Who's the dummy?,
This review is from: Dr Who Companion Chronicles Solitaire (Doctor Who: The Companion Chronicles) (Audio CD)
Latest Doctor Who Companion Chronicle. These are a series of talking books that have an actor who played a companion to the Doctor on tv returning to the role to read an all new story with one other guest actor performing one of the roles. They are complete in two thirty minute long episodes on one disc.
But this one, as they do on occasion, breaks the format. It features India Fisher returning to the role of Charley, companion to the eighth doctor and then the sixth in a great many other audio stories. And it's a full cast drama without any narration.
Still the same cast size as usual for the range though because in addition to Charley there's only one other character. The Doctor's old foe immortal and supremely powerful games playing mandarin the Celestial Toymaker. Here played as he was in The Nightmare Fair (Doctor Who: The Lost Stories).
This story takes place in between two of Charley's earlier adventures Embrace the Darkness (Doctor Who) and The Time of the Daleks (Doctor Who) and follows a classic drama style of being a long scene with just a pair of actors. Although there is an episode break and cliffhanger midway through.
Charley finds herself in a toyshop. With no idea who she is or how she got there. There are ventroloquists dolls who yell deadly warnings. One of them wears a cravat and looks very bohemian. And the strange owner of the shop utters strange riddles and wants her to play a game. She has no idea what the rules are.
Things proceed like this throughout, but what could be frustrating isn't because the script moves along at just the right pace and reveals the right amount of information at the right points. You never know where the story is going to go next. Especially after the surprising resolution to the cliffhanger, which takes things in a whole new direction and adds new elements to both characters.

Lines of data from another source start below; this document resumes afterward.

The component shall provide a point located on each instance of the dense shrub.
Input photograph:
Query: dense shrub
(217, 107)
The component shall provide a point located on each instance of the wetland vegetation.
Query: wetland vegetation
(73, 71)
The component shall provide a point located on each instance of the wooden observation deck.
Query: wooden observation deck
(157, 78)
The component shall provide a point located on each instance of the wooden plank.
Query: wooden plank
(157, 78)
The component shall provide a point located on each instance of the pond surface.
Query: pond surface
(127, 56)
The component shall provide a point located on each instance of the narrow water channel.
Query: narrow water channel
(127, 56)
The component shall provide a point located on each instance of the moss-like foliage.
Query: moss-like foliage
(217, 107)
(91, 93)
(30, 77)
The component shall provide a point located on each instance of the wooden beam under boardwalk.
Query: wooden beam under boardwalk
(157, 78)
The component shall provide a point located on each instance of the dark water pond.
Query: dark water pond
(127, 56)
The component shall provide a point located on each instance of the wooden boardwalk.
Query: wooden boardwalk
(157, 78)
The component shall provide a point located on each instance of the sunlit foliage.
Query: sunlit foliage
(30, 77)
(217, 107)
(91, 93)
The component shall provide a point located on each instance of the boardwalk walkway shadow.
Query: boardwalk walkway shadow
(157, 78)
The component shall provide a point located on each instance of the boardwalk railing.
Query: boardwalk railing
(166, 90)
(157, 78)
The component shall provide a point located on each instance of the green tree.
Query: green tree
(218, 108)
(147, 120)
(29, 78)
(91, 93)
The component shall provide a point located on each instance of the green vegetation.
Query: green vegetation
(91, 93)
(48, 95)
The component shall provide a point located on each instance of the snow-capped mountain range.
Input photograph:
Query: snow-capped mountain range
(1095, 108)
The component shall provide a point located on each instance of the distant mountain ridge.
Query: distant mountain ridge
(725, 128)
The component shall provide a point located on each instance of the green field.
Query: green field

Resolution is finally achieved and there are great character moments as a result. And the final scene could be predictable but it ends on such a great note that it doesn't matter at all.
It's a play that will benefit from repeated listening as you need to keep your wits about you at all times. But it's such a good way that that should be a worthwile exercise.
This is a highly recommended release.
There's a trailer for the next companion chronicle at the start of the disc and twelve minutes worth of interviews with cast and crew at the end. Regular big finish listeners will find some exciting news about the future of a certain character in the middle of these, so do listen to them as well.